Habit made him unholster the phone. “Yeah, I’m here.”
“You done with lunch?”
He looked at Madelyn and mouthed a quick apology. “Yeah, I think I’m all done here.”
Her face fell.
“Can you head over to Ackerman? Bathroom’s flooding on the second floor.”
He looked out the window toward the student union building. “Seriously? Don’t you have plumbers over there right now? Real ones?”
“Sorry, buddy. I’d give it to Mark, but … well, trust me. You got the better job.”
“Great. I’ll be there in ten.”
“You the man, George.”
He pushed his chair away from the table and stood up. Madelyn said nothing. “Sorry,” he said. “I’ve got to go.” He piled his napkins and glasses on the tray.
She slid the magazine across the table to him. “Keep it,” she said. “Maybe she’ll help you remember.”

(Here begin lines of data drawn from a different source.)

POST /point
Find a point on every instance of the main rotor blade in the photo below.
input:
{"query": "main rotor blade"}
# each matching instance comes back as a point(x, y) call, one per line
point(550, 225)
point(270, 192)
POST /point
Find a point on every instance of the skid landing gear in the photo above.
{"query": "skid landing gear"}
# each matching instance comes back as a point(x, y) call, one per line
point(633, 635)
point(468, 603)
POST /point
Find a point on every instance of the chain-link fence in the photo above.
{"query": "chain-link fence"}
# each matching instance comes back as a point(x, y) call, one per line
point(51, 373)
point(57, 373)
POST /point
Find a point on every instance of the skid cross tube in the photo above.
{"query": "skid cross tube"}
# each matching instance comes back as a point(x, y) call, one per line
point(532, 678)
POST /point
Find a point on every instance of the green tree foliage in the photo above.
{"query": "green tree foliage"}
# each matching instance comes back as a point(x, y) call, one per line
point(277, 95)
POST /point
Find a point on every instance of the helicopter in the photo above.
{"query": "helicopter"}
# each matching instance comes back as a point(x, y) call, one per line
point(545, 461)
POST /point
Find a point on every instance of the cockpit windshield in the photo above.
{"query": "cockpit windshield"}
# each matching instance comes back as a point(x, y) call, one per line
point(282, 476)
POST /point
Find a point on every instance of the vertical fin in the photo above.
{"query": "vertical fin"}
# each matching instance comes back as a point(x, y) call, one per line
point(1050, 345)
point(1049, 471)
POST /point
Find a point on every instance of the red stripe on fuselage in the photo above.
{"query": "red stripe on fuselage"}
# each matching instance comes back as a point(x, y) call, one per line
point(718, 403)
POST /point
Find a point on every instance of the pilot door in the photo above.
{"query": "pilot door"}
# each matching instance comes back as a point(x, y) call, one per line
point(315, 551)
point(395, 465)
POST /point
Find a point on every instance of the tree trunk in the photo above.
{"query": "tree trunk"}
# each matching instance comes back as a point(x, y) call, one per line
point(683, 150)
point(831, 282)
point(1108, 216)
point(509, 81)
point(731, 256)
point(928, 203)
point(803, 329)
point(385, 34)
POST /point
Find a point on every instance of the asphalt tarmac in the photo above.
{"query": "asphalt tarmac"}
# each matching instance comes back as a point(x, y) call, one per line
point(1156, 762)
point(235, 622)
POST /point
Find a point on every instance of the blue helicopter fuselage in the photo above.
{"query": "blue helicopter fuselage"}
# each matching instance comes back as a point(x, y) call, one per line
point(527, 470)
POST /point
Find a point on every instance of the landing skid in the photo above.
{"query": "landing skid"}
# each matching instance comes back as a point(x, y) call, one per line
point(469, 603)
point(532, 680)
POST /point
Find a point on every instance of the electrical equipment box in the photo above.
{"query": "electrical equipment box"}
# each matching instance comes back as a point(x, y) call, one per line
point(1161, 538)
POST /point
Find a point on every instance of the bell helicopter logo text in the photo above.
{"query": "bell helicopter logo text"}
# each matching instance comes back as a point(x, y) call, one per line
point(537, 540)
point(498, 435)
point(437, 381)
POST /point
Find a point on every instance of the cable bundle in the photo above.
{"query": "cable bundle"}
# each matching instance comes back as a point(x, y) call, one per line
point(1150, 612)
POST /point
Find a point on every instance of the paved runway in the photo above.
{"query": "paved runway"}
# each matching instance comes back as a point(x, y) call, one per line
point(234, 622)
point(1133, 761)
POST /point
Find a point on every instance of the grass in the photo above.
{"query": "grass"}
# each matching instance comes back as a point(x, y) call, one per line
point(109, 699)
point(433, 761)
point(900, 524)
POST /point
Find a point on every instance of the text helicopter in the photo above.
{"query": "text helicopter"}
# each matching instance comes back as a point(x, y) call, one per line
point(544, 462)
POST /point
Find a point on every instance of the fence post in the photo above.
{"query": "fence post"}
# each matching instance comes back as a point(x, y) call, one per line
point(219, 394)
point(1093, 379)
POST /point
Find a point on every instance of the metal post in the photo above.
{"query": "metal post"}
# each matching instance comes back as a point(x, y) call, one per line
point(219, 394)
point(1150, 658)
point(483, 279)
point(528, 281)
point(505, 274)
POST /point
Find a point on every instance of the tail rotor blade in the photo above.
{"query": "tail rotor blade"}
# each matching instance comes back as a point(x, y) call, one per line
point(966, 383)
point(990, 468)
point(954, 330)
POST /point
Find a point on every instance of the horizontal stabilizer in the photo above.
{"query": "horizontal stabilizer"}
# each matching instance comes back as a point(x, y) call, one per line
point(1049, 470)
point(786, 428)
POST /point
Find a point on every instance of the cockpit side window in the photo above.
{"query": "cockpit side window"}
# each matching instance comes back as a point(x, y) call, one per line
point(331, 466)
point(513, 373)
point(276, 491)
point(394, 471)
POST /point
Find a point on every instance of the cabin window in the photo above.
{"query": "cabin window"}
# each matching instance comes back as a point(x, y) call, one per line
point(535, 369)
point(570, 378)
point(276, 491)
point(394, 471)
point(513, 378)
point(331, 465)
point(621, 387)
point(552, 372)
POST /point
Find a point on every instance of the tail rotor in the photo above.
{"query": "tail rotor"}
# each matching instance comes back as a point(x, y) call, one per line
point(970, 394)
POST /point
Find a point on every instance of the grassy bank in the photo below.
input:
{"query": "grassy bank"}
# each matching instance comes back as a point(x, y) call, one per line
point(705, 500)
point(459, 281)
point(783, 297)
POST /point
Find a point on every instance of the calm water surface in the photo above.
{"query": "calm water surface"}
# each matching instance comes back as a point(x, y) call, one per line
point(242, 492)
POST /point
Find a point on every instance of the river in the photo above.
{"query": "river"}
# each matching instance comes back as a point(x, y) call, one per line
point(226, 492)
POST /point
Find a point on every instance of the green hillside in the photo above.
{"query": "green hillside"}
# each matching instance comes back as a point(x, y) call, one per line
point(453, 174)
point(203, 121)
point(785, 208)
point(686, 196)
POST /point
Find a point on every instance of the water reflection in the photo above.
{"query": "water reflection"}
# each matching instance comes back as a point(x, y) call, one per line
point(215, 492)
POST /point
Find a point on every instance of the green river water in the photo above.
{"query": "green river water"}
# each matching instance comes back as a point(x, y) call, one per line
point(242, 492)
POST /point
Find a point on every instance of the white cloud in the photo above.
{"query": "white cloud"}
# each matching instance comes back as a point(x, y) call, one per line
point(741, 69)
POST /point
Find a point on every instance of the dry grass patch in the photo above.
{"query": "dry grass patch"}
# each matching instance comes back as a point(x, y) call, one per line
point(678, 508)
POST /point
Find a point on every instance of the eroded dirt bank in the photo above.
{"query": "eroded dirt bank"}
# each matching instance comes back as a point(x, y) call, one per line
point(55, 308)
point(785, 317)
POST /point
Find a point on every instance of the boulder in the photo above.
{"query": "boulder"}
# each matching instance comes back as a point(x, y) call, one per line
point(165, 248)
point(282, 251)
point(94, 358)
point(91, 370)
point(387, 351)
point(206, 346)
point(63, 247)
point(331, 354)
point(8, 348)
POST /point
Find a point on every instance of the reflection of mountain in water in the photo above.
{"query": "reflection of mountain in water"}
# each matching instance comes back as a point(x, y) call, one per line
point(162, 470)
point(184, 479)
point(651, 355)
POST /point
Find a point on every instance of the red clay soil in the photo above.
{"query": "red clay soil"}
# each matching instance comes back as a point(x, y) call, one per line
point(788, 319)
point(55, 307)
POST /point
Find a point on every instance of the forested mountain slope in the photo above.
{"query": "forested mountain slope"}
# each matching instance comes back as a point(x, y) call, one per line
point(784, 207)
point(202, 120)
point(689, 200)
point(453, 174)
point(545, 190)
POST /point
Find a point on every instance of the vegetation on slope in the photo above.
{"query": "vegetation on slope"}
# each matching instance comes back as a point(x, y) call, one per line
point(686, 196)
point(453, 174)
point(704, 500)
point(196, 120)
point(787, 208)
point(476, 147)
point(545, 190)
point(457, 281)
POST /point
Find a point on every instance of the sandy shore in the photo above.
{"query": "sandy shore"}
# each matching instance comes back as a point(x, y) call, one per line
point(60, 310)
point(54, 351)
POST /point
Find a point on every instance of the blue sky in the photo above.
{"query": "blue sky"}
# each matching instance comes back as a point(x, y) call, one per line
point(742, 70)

He shook his head but she pushed it at him. He sighed, folded the magazine, and sho
ved it in his back pocket. He could toss it once he was outside. “It was … fun,” he said. “You should write all this stuff down. I’m sure someone in Hollywood would buy it.”
She sighed. “One last question.”
“If you’re quick.”
“Are you strong in your dreams? Really, really strong?”
He thought of the impossible physics when he fought the monsters. How their bones crumbled beneath his fists. How he’d yanked the demon into the air. “Yeah,” he said. “How’d you know?”
“Because that’s who you are.”
THE TRASH BARREL had two plastic wheels on the bottom. Over the years one of the wheels had been worn away by too many trips down the stairwell and over curbs. It was closer to an oval now. Almost a rectangle.
George dragged the trash barrel across the parking lot and some more of the oval wheel crumbled away. The plumbers had dumped all the old tiles and soggy plaster in the trash room rather than carrying the material down to the dumpster like they were supposed to. If he had to guess, the barrel weighed over three hundred pounds. Maybe over four.
He paused to let a group of students go past. They were chattering away and barely acknowledged him as they rushed between classes. He started to pull again and one last kid walked by, cracking his gum.
George heaved. The trash barrel scraped across the pavement. By the time he got it to the dumpster he was pretty sure he’d worn the other wheel flat, too. He tossed both lids open and stopped for a breather while he figured out what to do next.
He knew he should just call Jarvis and tell him to send Mark over for an assist. He should’ve called ten minutes ago, but the thought of listening to Mark ramble on about the life he was supposed to have seemed especially grating at the moment.
If he could get the barrel off the ground, even just a little, George was pretty sure he could work the top of it up onto the edge of the dumpster. Then he could just push it forward and tilt it until the whole thing tipped. It was the same move he’d used with the couch last week.
The couch that had been so much lighter than he’d expected.
Madelyn’s lunchtime stories flashed through his mind. That he was strong. It was nonsense, but right now he wouldn’t mind if it were true. Unfortunately, he knew the barrel weighed a lot more than the couch.